Authors: C. Sridawruang

Abstract:

Young people today has sexual activities differing from those of earlier generations, in that teenagers are likely to have multiple partners, and are frequently in short-term relationships or with partners that are not well known to them. The proportion of teenage mothers in Thailand has increased. Young people were not specifically addressed during the overall very successful HIV-prevention campaigns. Because of this missed opportunity, they are still unaware of the risk of unsafe sexual behavior. Aims: To describe the reproductive health care services in perspectives of rural Thai teenagers Methods: This survey was one part of a mixed method approach taken using survey and focus groups with 439 teenagers aged 12-18 years in 5 villages, Udon Thani, Thailand. The standard questionnaire survey had been used for collecting data. The numeric data was checked and analyzed by using descriptive statistics. Results: Most teenager respondents stated that they do not know where sexual reproductive health services provided for them. Most teenagers felt difficult to access and talk with health staff about sexual related issues. They stated that discussing, or consulting with health providers might not be safe.

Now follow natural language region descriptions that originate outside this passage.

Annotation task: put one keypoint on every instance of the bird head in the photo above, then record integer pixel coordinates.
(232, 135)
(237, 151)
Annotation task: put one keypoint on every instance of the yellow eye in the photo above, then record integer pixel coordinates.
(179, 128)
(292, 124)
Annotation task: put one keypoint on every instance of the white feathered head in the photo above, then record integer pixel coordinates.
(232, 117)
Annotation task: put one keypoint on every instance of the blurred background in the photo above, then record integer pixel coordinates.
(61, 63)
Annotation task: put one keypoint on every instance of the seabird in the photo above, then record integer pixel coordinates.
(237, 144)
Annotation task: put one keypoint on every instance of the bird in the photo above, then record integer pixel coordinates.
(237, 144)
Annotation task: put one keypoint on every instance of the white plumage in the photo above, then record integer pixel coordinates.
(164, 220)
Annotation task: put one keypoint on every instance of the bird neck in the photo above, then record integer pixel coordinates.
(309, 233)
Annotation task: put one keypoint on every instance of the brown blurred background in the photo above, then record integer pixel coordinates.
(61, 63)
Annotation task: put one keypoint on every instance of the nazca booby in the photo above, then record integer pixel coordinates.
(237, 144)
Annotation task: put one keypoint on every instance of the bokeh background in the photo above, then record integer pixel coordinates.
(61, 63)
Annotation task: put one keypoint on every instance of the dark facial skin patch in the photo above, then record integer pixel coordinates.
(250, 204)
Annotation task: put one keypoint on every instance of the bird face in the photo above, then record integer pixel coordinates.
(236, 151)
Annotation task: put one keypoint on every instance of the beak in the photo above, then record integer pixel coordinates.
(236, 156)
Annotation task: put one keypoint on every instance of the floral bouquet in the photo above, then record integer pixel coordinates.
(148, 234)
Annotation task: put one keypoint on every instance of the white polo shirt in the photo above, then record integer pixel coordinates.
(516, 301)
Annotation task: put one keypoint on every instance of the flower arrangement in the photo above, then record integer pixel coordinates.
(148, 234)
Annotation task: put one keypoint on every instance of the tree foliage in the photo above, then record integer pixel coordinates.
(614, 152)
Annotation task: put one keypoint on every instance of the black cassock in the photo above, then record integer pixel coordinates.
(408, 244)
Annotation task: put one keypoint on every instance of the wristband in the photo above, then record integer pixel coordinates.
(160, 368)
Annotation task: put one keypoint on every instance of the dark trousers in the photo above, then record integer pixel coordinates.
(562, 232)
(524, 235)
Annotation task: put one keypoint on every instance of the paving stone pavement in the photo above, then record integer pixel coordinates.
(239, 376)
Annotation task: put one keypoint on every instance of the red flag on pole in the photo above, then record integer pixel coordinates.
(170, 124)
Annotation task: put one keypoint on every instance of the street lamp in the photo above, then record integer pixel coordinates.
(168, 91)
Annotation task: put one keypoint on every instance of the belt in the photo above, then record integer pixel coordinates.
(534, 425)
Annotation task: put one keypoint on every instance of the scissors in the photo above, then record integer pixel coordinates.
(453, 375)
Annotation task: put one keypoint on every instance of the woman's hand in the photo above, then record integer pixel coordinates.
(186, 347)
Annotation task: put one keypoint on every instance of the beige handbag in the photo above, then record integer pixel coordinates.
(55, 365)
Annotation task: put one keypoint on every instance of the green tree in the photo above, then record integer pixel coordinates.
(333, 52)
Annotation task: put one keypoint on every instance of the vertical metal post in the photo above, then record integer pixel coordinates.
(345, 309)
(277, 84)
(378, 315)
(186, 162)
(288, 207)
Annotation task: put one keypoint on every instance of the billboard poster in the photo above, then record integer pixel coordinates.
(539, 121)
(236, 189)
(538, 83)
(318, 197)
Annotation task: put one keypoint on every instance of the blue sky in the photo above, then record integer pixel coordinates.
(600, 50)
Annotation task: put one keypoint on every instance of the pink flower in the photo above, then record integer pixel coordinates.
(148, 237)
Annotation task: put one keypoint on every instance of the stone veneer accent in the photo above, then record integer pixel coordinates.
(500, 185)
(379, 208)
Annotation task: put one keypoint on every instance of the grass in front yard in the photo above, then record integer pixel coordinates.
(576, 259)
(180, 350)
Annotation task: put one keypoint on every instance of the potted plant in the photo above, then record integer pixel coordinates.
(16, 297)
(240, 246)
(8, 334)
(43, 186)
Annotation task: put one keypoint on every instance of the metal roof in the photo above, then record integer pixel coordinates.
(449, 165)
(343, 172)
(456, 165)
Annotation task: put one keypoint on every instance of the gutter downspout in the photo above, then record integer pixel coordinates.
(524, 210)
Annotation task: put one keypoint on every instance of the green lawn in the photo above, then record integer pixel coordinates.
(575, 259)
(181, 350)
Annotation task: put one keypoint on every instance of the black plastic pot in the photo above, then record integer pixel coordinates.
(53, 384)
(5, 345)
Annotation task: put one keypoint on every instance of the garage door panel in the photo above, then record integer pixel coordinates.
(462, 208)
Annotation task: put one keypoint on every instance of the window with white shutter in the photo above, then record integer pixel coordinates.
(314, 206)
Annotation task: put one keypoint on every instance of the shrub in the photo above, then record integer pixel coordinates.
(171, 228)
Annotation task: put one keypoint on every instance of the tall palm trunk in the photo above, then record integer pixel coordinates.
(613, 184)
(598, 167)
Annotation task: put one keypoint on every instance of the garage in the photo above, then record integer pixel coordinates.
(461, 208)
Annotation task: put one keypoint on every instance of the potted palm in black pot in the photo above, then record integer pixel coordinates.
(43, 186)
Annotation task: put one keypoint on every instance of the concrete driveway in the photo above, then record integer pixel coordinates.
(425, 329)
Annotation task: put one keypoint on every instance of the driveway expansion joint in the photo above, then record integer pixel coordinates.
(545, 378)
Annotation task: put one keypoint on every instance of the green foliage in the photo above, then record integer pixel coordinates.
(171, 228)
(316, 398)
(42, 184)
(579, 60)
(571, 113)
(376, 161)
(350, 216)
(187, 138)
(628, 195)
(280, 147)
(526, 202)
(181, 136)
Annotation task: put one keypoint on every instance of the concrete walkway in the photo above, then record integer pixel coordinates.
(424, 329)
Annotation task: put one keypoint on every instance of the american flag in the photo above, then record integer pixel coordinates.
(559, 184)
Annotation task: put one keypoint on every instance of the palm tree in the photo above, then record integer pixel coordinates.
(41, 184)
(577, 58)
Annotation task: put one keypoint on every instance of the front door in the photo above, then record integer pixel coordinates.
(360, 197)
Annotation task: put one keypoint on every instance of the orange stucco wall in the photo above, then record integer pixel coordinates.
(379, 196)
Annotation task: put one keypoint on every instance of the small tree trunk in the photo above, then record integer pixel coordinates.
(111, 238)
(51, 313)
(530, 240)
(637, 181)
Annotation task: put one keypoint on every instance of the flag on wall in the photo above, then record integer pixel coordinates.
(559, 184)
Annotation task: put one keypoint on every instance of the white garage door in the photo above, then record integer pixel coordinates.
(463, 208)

Teenagers might lose opportunities to access and get advice from health care services. The mean knowledge score of contraception and condom reproductive was 6.34 from a total score 11. Most teenagers especially girls expressed a need for counseling services and reported a need for telephone services. Conclusions: The need of appropriate information focusing on sexual relationships and contraception should be designed to help young people make wise decisions and there should be set health care services for Thai teenagers to make sure that teenagers could access easily. Health care providers need to be trained to improve their knowledge, attitudes and skills in reproductive health care practices for Thai teenagers.

Keywords: Youth friendly health services, rural, Thai, teenagers.